The intercostalis intimi muscles also traverse more than one space and are better developed in the lower lateral spaces. In the plane between the innermost and outer two layers runs the neurovascular bundle. From above downward, the order is vein, artery, and nerve (mnemonic: VAN). Beyond the angle of the rib posteriorly, they are protected by the downward projection of the lower border of the rib. Hence, for a thoracotomy, the periosteum is stripped off the upper half of the rib, avoiding the lower border and the neurovascular bundle (Fig. 1-6).
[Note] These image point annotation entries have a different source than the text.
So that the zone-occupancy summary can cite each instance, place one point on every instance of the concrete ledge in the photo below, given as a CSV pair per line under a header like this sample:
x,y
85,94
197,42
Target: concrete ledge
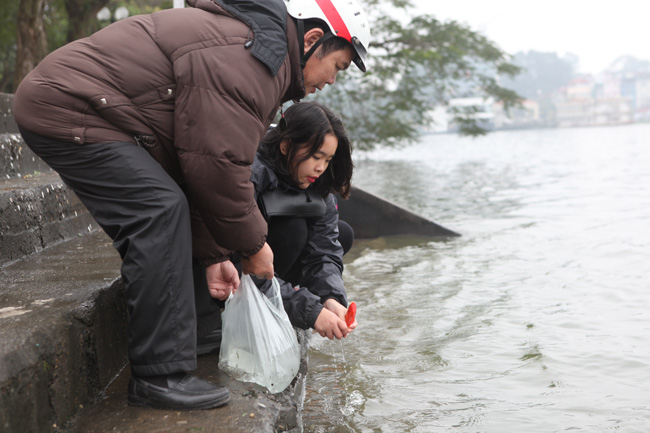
x,y
251,409
38,211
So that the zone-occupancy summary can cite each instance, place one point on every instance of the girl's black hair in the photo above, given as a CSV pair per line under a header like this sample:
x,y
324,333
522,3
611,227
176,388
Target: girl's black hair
x,y
304,126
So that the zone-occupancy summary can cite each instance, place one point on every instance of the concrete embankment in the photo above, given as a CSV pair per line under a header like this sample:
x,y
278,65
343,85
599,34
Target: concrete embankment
x,y
63,362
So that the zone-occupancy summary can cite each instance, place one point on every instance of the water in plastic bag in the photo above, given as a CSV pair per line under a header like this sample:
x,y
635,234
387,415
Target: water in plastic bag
x,y
258,342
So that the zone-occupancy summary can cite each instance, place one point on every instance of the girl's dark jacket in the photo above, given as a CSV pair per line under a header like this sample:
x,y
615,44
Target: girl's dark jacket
x,y
198,86
321,261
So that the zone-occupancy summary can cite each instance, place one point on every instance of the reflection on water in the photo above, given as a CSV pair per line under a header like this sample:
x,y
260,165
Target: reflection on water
x,y
535,320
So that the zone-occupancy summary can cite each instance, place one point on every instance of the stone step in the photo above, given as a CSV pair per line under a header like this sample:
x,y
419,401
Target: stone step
x,y
63,319
37,211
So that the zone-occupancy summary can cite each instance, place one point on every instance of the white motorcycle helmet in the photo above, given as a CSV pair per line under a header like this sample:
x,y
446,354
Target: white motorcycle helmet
x,y
345,18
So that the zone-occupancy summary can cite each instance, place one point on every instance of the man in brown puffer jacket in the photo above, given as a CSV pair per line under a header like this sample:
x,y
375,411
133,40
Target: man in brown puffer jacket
x,y
145,117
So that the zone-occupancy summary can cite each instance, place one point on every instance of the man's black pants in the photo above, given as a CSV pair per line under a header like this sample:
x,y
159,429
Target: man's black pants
x,y
146,214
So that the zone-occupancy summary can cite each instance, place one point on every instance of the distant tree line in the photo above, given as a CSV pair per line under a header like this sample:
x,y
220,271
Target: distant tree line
x,y
416,63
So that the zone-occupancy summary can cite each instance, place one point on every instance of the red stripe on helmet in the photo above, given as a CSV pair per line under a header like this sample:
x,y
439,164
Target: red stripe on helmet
x,y
335,19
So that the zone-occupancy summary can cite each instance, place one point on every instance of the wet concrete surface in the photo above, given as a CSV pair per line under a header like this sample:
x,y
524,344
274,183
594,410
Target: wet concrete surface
x,y
251,409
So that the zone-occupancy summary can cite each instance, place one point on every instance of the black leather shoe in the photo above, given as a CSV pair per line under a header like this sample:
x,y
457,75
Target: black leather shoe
x,y
210,343
183,392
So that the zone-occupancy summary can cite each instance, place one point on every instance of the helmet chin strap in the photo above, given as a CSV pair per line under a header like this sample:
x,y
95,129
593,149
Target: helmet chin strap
x,y
301,41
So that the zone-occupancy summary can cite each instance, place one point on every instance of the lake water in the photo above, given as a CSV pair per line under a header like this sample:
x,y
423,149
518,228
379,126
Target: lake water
x,y
537,319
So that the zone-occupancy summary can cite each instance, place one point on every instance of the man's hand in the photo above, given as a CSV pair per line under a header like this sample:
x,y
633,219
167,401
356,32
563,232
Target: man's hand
x,y
338,309
259,264
330,325
222,279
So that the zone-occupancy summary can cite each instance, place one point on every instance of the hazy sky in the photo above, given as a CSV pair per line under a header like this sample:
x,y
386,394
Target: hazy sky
x,y
597,31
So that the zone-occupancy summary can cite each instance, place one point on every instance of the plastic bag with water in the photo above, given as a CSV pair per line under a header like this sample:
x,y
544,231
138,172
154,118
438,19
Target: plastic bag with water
x,y
258,343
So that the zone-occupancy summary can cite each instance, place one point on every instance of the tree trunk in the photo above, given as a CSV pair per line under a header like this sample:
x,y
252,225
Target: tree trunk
x,y
82,17
31,38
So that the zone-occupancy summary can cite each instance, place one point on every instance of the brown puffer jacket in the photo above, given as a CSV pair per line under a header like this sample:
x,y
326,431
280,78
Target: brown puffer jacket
x,y
200,86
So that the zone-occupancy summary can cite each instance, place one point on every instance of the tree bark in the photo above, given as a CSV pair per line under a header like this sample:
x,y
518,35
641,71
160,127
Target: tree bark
x,y
31,38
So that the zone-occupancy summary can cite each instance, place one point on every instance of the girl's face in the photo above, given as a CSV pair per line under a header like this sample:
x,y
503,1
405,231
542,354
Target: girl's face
x,y
308,171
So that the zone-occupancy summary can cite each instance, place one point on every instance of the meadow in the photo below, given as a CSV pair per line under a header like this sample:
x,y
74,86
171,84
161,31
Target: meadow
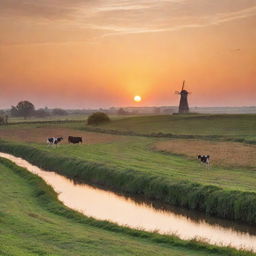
x,y
154,170
138,156
33,222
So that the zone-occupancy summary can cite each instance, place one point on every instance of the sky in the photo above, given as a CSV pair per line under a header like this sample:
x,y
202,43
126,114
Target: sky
x,y
101,53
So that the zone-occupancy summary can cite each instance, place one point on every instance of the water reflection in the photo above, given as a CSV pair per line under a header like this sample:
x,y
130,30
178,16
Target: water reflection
x,y
105,205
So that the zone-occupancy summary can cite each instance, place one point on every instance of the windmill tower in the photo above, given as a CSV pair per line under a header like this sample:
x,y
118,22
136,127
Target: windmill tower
x,y
183,107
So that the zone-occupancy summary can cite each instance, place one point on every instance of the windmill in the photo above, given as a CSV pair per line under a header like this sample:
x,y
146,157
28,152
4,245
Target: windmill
x,y
183,107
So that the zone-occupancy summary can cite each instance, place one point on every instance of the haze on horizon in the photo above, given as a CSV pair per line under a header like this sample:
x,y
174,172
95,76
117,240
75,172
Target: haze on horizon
x,y
101,53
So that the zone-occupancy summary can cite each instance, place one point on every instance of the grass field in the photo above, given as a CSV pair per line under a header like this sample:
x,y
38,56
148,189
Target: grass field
x,y
228,154
33,222
153,160
237,127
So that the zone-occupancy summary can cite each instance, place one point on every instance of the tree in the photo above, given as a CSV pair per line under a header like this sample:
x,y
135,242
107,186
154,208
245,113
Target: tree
x,y
98,118
121,111
59,112
25,109
14,111
41,113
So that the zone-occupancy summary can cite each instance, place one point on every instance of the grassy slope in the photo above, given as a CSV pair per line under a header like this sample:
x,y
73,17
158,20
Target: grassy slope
x,y
136,154
234,126
27,227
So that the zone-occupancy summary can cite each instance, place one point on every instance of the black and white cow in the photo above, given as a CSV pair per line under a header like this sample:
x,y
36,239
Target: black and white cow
x,y
75,140
205,159
54,141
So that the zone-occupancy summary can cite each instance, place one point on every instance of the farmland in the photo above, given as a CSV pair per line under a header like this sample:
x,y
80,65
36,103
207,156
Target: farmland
x,y
33,222
110,156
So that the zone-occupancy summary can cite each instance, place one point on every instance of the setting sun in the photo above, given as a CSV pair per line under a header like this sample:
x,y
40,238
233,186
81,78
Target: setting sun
x,y
137,98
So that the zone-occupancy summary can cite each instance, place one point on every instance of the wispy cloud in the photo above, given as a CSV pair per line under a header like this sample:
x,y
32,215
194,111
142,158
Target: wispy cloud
x,y
102,18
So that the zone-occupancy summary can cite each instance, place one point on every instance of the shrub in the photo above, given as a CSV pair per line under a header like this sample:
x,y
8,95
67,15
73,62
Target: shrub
x,y
59,112
98,118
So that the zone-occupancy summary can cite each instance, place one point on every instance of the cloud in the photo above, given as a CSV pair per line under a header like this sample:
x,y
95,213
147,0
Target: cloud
x,y
118,17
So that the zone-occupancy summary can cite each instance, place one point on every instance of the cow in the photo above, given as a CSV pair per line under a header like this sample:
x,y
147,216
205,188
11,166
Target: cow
x,y
205,159
75,140
54,141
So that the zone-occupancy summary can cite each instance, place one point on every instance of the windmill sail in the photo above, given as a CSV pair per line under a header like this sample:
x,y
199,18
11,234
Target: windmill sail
x,y
183,106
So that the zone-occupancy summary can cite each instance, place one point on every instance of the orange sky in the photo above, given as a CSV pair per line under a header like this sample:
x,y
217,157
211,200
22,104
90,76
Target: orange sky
x,y
100,53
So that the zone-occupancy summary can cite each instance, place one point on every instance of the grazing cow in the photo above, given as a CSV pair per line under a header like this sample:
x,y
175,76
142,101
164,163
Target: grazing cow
x,y
75,140
205,159
54,141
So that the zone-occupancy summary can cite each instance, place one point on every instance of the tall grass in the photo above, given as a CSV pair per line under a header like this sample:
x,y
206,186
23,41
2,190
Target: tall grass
x,y
47,198
212,200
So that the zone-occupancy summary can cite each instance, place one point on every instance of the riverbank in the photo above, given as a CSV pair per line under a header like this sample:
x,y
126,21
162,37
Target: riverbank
x,y
39,224
212,200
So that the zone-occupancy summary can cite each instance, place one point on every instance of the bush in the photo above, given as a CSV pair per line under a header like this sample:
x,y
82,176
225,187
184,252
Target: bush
x,y
59,112
98,118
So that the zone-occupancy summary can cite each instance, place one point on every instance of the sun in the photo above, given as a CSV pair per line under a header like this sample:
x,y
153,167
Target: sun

As in the rest of the body, the mixed spinal nerve is formed from a dorsal and a ventral root, the dorsal root being sensory and the ventral root containing somatic motor neurons. As it emerges from the intervertebral foramina, it branches into a dorsal and a ventral ramus. The dorsal ramus of the thoracic spinal nerve supplies the paravertebral back muscles and skin of the back. The ventral ramus communicates with the sympathetic chains via white rami communicantes (postganglionic fibers). Beyond this point, the true intercostal nerve lies just superficial to the parietal pleura in the endothoracic fascia. It gains the costal groove between the innermost intercostal and the internal intercostal muscles near the angle of the rib, where a collateral branch is given off. This small branch supplies the muscles of the space, the parietal pleura, and the periosteum of the rib. The main nerve itself has muscular branches, a lateral cutaneous branch, and a terminal anterior cutaneous branch. The lateral cutaneous branch given off along the midaxillary line gives off anterior and posterior branches to supply the skin over that space. Just lateral to the sternal margin, the terminal anterior cutaneous branches of the upper six nerves pierce the internal intercostal muscles, the external intercostal membrane, and the pectoralis major to reach skin. The lower five intercostal nerves slope downward behind the costal margin into the neurovascular plane of the abdominal wall. The subcostal or 12th thoracic nerve leaves the thorax by passing behind the lateral arcuate ligament and the subcostal artery and vein (Fig. 1-7). The cutaneous branches of each dermatome tend to overlap considerably; hence anesthesia after thoracic incisions is quite rare unless multiple intercostal nerves have been damaged. The first intercostal nerve is very small and supplies no skin, lacking both lateral and anterior cutaneous branches.